Per offrire alle aziende un approccio più umano alla professione di reclutamento, Gioia Diomede ha creato APR. Ce lo racconta.

Ci racconti la storia della creazione di APR

Vengo da un background accademico scientifico ed ho avuto una prima vita nelle Operations, principalmente nel mondo industriale. Sono passata al reclutamento con il desiderio di affrontarlo da un nuovo punto di vista di esperto di business, più pragmatico. Essendo stata candidata, manager dovendo reclutare e dipendente, ho capitalizzato sulla mia esperienza per offrire un servizio più vicino alle aspettative di datori di lavoro e candidati, e non un approccio industrializzato, eccessivamente digitalizzato e impersonale.

 

Come si svolgono le missioni?

Idealmente, intervengo il prima possibile: non appena viene definita la necessità per poter validare la coerenza tra le specifiche e il mercato attuale e portare la mia esperienza e visione. Comprendendo il contesto di una ricerca, sono in grado di sviluppare meglio un rapporto di fiducia ed una vera partnership sia con il mio cliente che con i miei candidati. La presentazione dei CV è solo un ingranaggio in un sistema di supporto completo che garantisce la continuità aziendale.

È importante ricordare che la missione di APR è quella di essere un facilitatore durante tutto il processo e di fornire supporto fino all'integrazione del candidato e ben oltre.

In che modo il mercato del reclutamento è influenzato dai cambiamenti in corso?

Siamo in un'era di cambiamenti nei nostri sistemi e modalità operative. Il contesto politico, economico ed ecologico sta spingendo i settori ad essere ripensati. L'era della previsione lascia il posto al controllo dei rischi, è sempre più necessario saper reaggire.

Dal lato del reclutamento, l'impatto è positivo perché queste trasformazioni generano esigenze di reclutamento, creano nuove professioni e nuove forme di lavoro. Se parliamo di carenza di talenti in molte professioni, il reclutamento dei dirigenti continua ad aumentare, il che ci consente di parlare di quasi piena occupazione.

In questo contesto di trasformazione, i talenti che ne avranno il vantaggio saranno quelli in grado di adattarsi ed evolversi con il loro ecosistema: per questo dobbiamo prestare grande attenzione alle soft skills in fase di reclutamento, tale la resilienza, la presa di iniziative o la capacità di risolvere problemi complessi.

 

Quali sono le aspettative dei candidati oggi?

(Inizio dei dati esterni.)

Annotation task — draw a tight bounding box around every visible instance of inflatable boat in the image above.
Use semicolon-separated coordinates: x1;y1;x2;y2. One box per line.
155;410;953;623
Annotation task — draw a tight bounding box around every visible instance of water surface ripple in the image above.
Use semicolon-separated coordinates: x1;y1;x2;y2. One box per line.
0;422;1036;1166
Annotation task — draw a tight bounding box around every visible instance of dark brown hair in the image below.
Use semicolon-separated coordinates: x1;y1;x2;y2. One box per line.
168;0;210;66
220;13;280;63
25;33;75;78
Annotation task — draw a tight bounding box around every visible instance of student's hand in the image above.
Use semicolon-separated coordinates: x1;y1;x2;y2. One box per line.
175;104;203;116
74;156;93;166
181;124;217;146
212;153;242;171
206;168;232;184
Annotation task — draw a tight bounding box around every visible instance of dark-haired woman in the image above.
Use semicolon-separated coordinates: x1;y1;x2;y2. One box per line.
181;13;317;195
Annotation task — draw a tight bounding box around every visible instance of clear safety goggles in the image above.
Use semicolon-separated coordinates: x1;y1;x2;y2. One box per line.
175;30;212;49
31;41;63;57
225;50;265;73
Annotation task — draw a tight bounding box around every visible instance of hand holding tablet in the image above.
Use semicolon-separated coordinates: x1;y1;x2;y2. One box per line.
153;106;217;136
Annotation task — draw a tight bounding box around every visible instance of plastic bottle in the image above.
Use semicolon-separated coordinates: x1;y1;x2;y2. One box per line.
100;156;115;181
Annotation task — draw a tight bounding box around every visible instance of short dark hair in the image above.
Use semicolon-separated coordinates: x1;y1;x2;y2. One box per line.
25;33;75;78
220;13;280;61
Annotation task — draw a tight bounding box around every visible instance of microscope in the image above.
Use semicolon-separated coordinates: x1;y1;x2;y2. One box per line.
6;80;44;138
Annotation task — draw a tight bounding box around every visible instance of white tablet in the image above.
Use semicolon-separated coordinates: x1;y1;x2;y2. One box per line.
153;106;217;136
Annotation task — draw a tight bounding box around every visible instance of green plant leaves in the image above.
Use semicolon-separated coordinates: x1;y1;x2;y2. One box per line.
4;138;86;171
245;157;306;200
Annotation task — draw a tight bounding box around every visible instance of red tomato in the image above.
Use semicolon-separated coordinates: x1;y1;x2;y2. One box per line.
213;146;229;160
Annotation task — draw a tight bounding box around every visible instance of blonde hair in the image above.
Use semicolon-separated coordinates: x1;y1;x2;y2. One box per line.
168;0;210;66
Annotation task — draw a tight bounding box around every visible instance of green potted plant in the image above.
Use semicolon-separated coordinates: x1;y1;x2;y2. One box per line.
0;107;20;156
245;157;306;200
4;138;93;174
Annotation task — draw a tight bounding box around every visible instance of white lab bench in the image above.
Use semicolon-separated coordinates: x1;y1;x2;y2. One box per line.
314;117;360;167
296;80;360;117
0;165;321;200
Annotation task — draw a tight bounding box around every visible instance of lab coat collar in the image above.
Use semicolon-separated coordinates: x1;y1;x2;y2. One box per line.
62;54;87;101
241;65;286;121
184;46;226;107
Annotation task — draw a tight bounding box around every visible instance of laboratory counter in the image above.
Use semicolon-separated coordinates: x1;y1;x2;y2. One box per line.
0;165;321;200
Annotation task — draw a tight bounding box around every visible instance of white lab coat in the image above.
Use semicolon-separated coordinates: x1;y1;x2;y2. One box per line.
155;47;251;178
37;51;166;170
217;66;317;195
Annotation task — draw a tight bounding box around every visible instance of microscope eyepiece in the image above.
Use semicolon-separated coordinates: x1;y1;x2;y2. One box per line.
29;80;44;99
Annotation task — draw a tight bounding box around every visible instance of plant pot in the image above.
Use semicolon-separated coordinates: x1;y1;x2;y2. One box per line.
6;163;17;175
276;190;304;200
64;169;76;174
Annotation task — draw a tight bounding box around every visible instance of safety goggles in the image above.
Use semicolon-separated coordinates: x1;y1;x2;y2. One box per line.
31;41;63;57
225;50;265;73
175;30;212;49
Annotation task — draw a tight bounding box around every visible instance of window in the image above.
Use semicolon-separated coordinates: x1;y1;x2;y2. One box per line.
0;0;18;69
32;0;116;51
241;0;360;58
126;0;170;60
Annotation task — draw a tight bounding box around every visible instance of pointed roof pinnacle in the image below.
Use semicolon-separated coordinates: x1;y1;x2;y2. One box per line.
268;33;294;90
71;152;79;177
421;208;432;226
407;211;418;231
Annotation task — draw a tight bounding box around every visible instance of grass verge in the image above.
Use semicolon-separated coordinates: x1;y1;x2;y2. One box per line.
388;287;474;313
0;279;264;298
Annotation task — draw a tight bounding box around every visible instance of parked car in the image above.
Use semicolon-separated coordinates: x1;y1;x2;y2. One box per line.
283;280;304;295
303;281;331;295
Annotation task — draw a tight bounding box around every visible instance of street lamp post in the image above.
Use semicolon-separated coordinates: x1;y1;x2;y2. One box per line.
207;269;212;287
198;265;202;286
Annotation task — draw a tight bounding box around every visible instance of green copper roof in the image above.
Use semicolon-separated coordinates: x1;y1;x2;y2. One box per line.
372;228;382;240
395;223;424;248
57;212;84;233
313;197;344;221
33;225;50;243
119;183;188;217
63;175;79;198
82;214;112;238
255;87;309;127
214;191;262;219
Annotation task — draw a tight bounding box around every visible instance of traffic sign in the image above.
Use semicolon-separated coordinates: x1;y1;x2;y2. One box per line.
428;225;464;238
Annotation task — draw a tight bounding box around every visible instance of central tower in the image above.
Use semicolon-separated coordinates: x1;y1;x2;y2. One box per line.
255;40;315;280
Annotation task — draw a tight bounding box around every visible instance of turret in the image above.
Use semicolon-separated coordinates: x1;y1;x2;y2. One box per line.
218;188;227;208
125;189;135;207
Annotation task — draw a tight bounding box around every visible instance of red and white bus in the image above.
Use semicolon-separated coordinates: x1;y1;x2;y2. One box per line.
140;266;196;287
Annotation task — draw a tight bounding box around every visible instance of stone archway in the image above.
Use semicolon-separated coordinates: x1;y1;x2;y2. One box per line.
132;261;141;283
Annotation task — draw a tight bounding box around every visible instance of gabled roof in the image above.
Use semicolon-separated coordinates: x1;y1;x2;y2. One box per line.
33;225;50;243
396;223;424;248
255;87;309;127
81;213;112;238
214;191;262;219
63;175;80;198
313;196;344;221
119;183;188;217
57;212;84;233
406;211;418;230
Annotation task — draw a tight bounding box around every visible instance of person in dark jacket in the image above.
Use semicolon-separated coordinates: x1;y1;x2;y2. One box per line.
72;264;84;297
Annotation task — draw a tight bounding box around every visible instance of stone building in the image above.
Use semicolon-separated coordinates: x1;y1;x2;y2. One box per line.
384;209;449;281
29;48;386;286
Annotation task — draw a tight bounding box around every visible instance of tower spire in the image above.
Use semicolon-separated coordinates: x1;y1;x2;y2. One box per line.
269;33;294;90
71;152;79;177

I candidati sono alla ricerca di evoluzione, abbiamo sempre meno profili lineari che faranno lo stesso lavoro per 40 anni. Ci sono crescenti aspettative sulla cultura dell'azienda, sui temi DEIB e CSR e sullo stile manageriale. Continuano a cercare condizioni salariali interessanti, ma questo non è più l'unico fattore decisionale. La flessibilità del lavoro portata dai lockdown e dalle nuove visioni del mondo li fa cercare quell'equilibrio tra vita privata e vita professionale e convinzioni personali / impatto professionale.

Quali sono i vantaggi dell'esternalizzazione del reclutamento?

Come partner esterno, ho una visione completa del mercato e più altezza di vista. Sono in grado di avere un approccio più razionale, meno emotivo al reclutamento, con meno pregiudizi positivi o negativi. Rimango flessibile, perché tutti i miei clienti e candidati sono diversi.